A debt package is compiled, analyzed, rated and then advertised — and whichever financial institution offers the lowest interest rate gets to loan the city money. The proceeds are deposited electronically, and the debt is paid off in small amounts over decades by water ratepayers, shoppers who pay taxes on goods and services, or perhaps those who play a round of golf.
But even during a time of historically low interest rates, borrowing funds has a cost to the government of 2 percent to 5 percent. That can be significant when amortized over decades. Santa Fe estimates it could have saved $10 million since 2009 on its $80 million of current debt had the government been able to borrow from its own community instead of Wall Street.
The City Council in 2014 authorized the feasibility study on whether Santa Fe could pull its cash out of financial institutions and use the funds to establish a public bank. The analysis concluded that such a bank could sustain itself and make a profit for taxpayers, but the concept should move ahead slowly, with transparency, and start small with the city paying for its own borrowing before offering loans to other governments or businesses.
A public bank could have an economic impact of $24 million its first seven years, according to consultant Katherine L. Updike of Building Solutions and Christopher Erickson, an economist with New Mexico State University.
“It’s a lost opportunity with every debt payment we make,” Mayor Javier Gonzales said about the costs of using large investment houses to finance capital needs.
He added that the money saved from avoiding debt payments to private lenders — which will increase as interest rates rise — could be used not just for basic public services such as police and fire, but also for innovative projects that can make Santa Fe a better place to live, such as helping early childhood initiatives and startup businesses.

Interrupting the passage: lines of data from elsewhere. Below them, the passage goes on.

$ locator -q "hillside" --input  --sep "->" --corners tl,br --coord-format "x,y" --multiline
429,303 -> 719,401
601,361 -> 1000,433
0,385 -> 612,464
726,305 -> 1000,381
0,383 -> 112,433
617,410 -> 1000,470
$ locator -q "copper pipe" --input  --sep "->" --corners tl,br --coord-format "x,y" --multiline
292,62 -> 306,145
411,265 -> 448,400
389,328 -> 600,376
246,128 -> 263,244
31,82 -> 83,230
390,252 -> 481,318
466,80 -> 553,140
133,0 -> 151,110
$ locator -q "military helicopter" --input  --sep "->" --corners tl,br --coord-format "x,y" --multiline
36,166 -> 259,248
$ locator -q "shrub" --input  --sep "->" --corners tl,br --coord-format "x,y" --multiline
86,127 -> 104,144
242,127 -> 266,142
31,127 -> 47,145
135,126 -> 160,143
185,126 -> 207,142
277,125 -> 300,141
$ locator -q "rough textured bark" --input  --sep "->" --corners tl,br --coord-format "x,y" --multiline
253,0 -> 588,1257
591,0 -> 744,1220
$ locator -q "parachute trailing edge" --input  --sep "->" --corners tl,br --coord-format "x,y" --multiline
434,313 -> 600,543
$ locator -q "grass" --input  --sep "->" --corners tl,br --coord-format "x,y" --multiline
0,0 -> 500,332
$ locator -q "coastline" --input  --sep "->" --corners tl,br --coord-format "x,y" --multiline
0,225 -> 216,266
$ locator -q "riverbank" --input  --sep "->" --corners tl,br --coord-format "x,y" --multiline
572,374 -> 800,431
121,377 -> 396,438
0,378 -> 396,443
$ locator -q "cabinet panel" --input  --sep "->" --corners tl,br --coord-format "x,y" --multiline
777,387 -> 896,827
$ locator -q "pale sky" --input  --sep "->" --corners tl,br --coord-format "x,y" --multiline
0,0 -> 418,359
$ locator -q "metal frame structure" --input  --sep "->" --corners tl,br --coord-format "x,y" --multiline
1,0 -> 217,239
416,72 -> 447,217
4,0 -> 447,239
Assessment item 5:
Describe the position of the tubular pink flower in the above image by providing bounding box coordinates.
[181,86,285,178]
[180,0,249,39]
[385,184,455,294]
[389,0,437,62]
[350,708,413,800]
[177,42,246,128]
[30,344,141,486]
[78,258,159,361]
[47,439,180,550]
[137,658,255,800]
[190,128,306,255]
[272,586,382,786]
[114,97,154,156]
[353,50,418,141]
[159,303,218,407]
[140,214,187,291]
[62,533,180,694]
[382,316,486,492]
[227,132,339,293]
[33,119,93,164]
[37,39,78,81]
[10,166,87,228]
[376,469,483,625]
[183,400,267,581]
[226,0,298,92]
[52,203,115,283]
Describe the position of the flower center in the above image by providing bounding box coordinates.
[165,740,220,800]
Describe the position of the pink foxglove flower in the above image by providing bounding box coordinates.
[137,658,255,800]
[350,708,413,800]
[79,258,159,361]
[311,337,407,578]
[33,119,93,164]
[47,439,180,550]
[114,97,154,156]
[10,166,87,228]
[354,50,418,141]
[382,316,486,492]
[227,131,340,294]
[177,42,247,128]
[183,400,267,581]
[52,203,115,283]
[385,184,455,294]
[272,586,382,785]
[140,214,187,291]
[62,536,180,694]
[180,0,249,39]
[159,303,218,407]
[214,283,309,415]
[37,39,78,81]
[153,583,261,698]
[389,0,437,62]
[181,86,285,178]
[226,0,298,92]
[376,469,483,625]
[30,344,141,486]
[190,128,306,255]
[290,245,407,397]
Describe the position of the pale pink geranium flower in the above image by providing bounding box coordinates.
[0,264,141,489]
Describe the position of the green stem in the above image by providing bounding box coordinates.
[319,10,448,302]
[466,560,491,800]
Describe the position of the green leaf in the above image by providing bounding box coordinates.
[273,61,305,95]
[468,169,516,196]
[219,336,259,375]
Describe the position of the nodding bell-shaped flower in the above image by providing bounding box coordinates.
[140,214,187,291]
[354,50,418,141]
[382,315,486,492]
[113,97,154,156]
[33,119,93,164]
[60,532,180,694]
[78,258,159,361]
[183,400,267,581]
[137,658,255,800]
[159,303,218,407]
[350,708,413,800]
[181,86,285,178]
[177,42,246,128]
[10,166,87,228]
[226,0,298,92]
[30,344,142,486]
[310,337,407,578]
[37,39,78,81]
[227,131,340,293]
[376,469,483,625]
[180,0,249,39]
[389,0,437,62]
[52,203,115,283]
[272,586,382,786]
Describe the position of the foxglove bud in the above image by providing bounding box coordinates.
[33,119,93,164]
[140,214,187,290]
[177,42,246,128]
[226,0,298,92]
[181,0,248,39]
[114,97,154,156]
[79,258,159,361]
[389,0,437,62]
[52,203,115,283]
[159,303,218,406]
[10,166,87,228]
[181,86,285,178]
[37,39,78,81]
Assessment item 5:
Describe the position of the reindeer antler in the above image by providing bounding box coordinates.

But Gonzales recognized the trust issue many might have with a public bank, cautioning that the city is not going to get into the banking business to compete with local lenders, nor are city councilors going to serve as bank managers.
Any governance structure for the bank would have to be well thought out and balanced in a way that would gain support from both taxpayers and the business community. It would have to be independent from city politics. “We need to pursue this very carefully,” he said.